There are several issues in using np.dot in the previous cells. It can be very confusing to read a code with np.dot as you are trying to understand what operation is actually intended. The reader is required first to read the documentation of np.dot and then probe the shape of the input parameters to interpret the expression.

To avoid confusion, consider the following practice:

Use the explicit @ operator for matrix-matrix and matrix-vector products.
Use the explicit * operator for element-wise products or broadcasted products.
Use the explicit np.inner function for innter product between 1-D vectors, same for np.outer function.

When you intend to work with an object as a 1-D vector, make sure you don’t have excessive dimensions with size 1 of your array.

# shape: (1, 2)
v4 = np.array([[5, 6]])

# shape: (2, 1)
v5 = np.array([[5], [6]])

# This works due to broadcasting rules.
v4 * v5

array([[25, 30],
       [30, 36]])

f'v4.shape: {v4.shape}, v5.shape: {v5.shape},  v4.ndim: {v4.ndim},  v5.ndim: {v5.ndim}'

'v4.shape: (1, 2), v5.shape: (2, 1),  v4.ndim: 2,  v5.ndim: 2'

To fix this and deal with them as vectors:

v4 = v4.squeeze() # Now shape: (2, )
v5 = v5.squeeze() # Now shape: (2, )

f'v4.shape: {v4.shape}, v5.shape: {v5.shape},  v4.ndim: {v4.ndim},  v5.ndim: {v5.ndim}'

'v4.shape: (2,), v5.shape: (2,),  v4.ndim: 1,  v5.ndim: 1'

v4 * v5

array([25, 36])

General practice to improve readability and avoid unexpected behaviour:

When possible use explicit expressions instead of general functions like np.dot.
Ensure objects representing 1-D vectors have ndim==1. If you are writing a function that deals with vectors and parameters use assert statements to make sure the input parameters match what you expect.
Never use the deprectated np.matrix class but always np.array.

Linear Regression

Section 1: Intro to Linear regression

Partly adapted from Deisenroth, Faisal, Ong (2020).

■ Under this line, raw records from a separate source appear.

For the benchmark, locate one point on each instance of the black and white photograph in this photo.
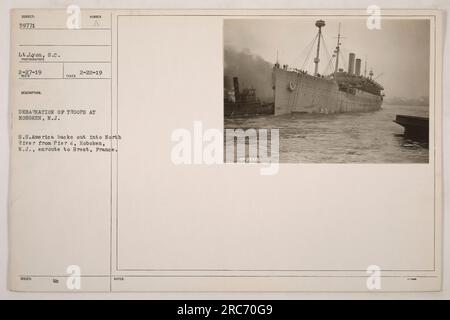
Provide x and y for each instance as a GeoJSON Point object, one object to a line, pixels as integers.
{"type": "Point", "coordinates": [340, 90]}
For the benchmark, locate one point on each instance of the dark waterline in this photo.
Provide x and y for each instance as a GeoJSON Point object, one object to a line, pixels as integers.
{"type": "Point", "coordinates": [369, 137]}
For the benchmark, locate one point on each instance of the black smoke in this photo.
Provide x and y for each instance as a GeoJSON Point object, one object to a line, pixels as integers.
{"type": "Point", "coordinates": [252, 70]}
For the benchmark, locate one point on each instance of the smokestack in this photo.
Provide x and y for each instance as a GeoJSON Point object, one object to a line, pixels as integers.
{"type": "Point", "coordinates": [236, 88]}
{"type": "Point", "coordinates": [358, 67]}
{"type": "Point", "coordinates": [351, 63]}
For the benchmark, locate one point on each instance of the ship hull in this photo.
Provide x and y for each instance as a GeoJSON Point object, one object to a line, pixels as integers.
{"type": "Point", "coordinates": [300, 92]}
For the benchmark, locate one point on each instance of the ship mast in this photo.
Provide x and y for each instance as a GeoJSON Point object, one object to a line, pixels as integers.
{"type": "Point", "coordinates": [337, 50]}
{"type": "Point", "coordinates": [319, 24]}
{"type": "Point", "coordinates": [365, 66]}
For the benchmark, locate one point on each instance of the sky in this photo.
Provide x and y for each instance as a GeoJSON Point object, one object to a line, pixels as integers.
{"type": "Point", "coordinates": [398, 52]}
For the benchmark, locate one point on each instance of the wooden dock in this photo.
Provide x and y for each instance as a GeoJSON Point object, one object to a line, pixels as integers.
{"type": "Point", "coordinates": [416, 128]}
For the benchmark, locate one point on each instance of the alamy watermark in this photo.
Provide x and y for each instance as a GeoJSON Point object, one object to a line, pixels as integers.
{"type": "Point", "coordinates": [206, 146]}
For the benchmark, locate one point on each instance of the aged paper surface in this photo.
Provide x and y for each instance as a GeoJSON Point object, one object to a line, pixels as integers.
{"type": "Point", "coordinates": [122, 177]}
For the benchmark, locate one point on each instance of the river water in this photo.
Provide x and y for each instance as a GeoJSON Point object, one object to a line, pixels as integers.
{"type": "Point", "coordinates": [369, 137]}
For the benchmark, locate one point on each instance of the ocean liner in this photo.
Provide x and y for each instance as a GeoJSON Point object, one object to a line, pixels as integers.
{"type": "Point", "coordinates": [341, 91]}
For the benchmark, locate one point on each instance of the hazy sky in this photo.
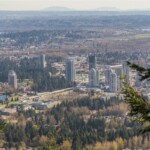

The purpose of this notebook is to practice implementing some linear algebra (equations provided) and to explore some properties of linear regression.

We will mostly rely on the Python packages numpy and matplotlib, and you are not allowed to use any package that has a complete linear regression framework implemented (e.g., scikit-learn).

import numpy as np
import matplotlib.pyplot as plt

# Initial global configuration for matplotlib
SMALL_SIZE = 12
MEDIUM_SIZE = 16
BIGGER_SIZE = 20

plt.rc('font', size=SMALL_SIZE)          # controls default text sizes
plt.rc('axes', titlesize=SMALL_SIZE)     # fontsize of the axes title
plt.rc('axes', labelsize=MEDIUM_SIZE)    # fontsize of the x and y labels
plt.rc('xtick', labelsize=SMALL_SIZE)    # fontsize of the tick labels
plt.rc('ytick', labelsize=SMALL_SIZE)    # fontsize of the tick labels
plt.rc('legend', fontsize=SMALL_SIZE)    # legend fontsize
plt.rc('figure', titlesize=BIGGER_SIZE)  # fontsize of the figure title

We consider a linear regression problem of the form
$\boldsymbol x^T\boldsymbol\beta + \epsilon\,,\quad \epsilon \sim \mathcal N(0, \sigma^2)$
where $\boldsymbol x\in\mathbb{R}^{(p+1)}$ are inputs and $y\in\mathbb{R}$ are noisy observations. The parameter vector $\boldsymbol\beta\in\mathbb{R}^{(p+1)}$ parametrizes the function.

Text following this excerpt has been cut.